The mature tools — Quest On Demand, AvePoint Fly, BitTitan MigrationWiz, ShareGate, CodeTwo — cover the full migration scope including Teams chats, Planner content, app permissions, and complex orchestration.

For non-trivial migrations (hundreds of users plus), a third-party tool plus an experienced partner is the usual answer.

A realistic timeline

A typical tenant-to-tenant migration plays out over months:

  • Month 1: discovery — inventory both tenants, dependencies, integrations.
  • Month 2: planning — target architecture, identity model, co-existence design.
  • Month 3: tooling setup, pilot migration of a small group.
  • Month 4–6: phased migration of users in waves, with co-existence in between.
  • Month 6: cutover of the email domain to the new tenant.
  • Month 7+: decommission of the source tenant, lessons learned.

For very large estates, this stretches to 12+ months.

Common pitfalls

  • Underestimating co-existence complexity — most pain happens here, not during the moves.
  • Domain cutover timing — coordinating MX changes and Outlook profile reset.
  • Teams chat history — partial migration is the realistic expectation; users often lose pre-migration DMs.
  • Devices — Intune re-enrolment is disruptive; staged carefully.
  • External integrations — SaaS apps using SSO to the old tenant need re-onboarding.

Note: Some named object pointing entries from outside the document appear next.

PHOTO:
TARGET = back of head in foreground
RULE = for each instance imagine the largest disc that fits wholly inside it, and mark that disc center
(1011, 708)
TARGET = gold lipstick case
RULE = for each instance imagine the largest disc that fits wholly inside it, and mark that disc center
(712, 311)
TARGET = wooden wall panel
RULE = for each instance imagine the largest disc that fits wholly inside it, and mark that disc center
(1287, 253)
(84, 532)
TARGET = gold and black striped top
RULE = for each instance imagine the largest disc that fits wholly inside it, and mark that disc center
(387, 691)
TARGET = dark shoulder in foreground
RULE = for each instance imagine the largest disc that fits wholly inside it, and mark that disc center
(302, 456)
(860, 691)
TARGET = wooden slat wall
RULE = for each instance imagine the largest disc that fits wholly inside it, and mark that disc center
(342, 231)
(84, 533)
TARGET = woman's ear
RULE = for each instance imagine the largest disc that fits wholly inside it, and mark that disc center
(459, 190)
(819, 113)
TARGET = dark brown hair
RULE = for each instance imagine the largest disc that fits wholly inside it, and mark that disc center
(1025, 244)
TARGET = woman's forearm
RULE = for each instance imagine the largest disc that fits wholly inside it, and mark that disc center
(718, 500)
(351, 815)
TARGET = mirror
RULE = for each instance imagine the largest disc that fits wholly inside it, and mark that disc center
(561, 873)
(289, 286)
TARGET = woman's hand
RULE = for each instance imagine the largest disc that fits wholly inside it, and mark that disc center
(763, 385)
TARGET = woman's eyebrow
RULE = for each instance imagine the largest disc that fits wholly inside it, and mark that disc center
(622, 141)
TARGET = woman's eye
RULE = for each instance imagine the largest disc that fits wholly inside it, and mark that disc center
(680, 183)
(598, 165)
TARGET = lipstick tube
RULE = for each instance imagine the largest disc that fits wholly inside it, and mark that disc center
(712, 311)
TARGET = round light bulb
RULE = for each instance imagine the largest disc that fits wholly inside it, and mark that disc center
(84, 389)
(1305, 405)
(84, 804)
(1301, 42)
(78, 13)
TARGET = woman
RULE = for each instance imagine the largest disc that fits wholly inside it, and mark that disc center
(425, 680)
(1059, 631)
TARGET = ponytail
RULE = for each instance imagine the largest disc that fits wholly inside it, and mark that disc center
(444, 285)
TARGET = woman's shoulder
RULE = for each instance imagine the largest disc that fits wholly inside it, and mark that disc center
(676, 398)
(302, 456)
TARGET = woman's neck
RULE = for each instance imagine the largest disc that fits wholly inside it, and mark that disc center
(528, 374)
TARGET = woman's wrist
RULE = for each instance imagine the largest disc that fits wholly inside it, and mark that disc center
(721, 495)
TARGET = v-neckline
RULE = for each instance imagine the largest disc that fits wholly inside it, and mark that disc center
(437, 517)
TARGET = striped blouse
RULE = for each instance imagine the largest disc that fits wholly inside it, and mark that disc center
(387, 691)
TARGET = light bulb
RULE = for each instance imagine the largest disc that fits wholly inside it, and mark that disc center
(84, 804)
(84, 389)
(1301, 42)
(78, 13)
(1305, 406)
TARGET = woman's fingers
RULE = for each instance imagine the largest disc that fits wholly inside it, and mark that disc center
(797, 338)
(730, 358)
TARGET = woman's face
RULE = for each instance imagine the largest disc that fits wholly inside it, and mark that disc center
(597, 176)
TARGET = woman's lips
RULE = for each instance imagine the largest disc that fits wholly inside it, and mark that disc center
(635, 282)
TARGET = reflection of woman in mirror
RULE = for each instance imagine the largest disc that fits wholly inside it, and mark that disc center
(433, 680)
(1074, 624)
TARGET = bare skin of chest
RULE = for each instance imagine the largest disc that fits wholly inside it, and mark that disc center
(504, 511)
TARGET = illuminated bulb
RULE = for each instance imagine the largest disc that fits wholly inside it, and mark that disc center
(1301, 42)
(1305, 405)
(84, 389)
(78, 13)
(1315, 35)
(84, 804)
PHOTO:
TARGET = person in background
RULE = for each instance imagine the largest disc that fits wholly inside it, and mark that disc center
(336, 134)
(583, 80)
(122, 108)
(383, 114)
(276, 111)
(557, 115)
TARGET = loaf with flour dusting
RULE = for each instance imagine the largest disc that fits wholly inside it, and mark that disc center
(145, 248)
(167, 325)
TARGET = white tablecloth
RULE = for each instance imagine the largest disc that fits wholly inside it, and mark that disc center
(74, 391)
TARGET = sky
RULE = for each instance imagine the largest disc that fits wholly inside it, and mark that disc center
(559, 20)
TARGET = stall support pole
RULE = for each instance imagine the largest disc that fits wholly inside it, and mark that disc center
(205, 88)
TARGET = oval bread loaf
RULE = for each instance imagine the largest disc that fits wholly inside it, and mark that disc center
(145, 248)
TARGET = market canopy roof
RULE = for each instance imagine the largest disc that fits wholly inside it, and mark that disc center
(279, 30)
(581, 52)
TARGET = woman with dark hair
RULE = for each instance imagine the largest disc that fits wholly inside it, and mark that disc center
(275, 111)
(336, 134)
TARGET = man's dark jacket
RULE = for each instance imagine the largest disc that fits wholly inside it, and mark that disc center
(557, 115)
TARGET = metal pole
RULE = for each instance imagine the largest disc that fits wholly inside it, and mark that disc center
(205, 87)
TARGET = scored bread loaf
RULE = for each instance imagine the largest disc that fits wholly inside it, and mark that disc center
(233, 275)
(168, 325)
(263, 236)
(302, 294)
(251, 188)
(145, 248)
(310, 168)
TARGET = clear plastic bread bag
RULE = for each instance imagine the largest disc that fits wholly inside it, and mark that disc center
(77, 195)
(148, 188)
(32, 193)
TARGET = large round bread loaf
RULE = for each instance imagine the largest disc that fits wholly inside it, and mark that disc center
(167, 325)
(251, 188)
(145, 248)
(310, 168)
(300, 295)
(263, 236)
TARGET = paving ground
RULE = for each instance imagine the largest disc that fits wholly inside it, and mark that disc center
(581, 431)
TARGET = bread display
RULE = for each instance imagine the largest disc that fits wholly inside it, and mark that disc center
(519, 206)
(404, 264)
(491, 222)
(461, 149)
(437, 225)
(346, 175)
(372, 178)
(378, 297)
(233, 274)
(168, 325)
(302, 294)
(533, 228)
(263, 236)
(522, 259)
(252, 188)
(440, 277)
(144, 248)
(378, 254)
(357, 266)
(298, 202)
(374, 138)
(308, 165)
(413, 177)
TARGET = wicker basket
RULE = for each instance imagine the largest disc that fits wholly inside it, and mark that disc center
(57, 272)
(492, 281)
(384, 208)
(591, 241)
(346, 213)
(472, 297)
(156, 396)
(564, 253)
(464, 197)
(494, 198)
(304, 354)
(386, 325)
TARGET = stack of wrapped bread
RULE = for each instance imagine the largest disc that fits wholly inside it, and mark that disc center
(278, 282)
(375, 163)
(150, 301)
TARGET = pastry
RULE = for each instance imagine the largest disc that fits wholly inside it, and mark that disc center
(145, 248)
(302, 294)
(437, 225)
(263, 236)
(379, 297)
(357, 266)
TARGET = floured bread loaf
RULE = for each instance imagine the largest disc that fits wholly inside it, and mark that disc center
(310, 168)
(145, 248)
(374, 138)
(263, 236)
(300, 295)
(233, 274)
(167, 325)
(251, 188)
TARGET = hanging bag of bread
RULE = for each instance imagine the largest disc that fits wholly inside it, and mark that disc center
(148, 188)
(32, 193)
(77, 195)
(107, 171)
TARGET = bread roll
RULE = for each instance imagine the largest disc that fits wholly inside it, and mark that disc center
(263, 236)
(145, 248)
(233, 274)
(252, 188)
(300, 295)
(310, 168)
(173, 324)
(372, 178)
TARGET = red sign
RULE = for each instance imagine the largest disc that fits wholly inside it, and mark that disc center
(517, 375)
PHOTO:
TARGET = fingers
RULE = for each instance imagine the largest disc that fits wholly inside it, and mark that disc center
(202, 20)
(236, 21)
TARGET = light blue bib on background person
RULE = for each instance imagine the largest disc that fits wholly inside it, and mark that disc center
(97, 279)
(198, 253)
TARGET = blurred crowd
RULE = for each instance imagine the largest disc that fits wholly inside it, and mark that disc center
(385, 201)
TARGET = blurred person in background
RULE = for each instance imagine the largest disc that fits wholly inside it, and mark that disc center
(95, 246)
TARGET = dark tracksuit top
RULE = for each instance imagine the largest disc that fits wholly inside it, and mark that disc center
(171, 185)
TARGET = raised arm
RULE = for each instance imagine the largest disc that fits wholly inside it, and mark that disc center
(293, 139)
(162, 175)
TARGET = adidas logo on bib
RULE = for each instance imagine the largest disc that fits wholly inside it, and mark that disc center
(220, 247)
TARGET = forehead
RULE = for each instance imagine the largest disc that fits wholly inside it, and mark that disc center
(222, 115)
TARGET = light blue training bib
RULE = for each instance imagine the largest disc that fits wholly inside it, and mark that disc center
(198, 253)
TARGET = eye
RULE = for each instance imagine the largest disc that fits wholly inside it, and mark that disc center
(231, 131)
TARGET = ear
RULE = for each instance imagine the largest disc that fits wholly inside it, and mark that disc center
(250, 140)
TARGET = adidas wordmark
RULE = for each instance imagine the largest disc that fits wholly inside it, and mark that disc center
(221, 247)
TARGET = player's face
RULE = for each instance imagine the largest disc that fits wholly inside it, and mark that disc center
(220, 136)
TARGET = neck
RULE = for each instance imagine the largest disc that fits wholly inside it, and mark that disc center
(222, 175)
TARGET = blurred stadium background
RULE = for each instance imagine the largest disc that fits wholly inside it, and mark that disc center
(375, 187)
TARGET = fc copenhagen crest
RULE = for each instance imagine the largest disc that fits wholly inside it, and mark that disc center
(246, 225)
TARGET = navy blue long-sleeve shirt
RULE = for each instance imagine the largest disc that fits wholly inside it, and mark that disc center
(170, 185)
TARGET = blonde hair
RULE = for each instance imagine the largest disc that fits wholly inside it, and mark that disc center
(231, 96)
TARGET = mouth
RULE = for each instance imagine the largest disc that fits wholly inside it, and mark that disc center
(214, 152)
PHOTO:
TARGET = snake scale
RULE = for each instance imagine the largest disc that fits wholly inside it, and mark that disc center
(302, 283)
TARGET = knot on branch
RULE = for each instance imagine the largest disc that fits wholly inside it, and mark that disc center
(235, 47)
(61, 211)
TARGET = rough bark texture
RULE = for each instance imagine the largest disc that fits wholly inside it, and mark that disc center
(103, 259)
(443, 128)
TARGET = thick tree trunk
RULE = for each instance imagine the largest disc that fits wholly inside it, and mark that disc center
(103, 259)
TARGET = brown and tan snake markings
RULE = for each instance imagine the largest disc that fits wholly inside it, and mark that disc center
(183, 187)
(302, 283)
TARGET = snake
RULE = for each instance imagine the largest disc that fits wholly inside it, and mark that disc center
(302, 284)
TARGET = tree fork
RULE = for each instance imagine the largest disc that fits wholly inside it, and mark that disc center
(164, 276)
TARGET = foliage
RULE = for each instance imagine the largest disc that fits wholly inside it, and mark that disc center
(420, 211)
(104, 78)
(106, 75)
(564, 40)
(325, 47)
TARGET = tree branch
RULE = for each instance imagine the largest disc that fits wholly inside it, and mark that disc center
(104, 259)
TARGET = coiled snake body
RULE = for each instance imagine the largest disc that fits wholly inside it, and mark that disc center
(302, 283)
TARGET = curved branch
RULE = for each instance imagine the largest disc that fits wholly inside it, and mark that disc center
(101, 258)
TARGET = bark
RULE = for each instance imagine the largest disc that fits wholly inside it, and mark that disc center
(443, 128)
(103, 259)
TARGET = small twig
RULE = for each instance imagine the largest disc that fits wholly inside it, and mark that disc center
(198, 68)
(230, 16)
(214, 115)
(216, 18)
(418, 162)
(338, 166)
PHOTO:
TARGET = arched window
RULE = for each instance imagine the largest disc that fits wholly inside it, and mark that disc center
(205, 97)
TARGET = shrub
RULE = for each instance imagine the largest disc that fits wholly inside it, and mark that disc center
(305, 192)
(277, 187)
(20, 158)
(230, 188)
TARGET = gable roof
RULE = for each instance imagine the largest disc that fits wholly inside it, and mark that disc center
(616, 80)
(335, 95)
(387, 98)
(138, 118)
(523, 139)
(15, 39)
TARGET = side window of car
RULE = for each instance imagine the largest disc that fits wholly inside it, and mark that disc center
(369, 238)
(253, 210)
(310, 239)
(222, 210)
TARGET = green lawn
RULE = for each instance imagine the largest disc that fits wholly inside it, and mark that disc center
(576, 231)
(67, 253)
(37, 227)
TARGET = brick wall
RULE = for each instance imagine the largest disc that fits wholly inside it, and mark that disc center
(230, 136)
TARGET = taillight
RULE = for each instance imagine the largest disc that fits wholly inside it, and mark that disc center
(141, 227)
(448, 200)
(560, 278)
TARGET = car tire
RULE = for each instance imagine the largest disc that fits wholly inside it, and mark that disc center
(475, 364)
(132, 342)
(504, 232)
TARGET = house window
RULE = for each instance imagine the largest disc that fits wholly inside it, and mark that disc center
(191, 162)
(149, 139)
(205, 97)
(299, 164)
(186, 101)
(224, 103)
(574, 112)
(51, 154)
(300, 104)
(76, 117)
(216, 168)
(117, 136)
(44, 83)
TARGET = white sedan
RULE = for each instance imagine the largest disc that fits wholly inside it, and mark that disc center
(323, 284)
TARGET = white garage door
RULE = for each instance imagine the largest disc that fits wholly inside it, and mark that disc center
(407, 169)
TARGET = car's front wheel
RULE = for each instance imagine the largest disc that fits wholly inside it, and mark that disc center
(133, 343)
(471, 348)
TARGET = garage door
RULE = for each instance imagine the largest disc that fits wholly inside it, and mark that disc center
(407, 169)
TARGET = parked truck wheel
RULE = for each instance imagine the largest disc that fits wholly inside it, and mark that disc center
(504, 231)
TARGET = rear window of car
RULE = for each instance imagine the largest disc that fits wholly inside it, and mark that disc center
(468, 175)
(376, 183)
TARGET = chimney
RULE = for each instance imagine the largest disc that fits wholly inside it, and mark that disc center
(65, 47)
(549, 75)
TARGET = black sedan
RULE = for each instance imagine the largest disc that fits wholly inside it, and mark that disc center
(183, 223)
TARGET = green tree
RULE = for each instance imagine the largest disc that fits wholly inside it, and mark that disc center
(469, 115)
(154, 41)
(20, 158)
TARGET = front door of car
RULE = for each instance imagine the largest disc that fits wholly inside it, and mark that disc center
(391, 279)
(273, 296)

When to consider MTO instead

If two tenants will remain logically separate but need to collaborate, Multi-Tenant Organisations (MTO) is now a credible alternative to full merger. See the MTO guide for details.

When the migration is truly necessary, plan it like the project it is — clear governance, clear cutover dates, clear comms, and a healthy contingency.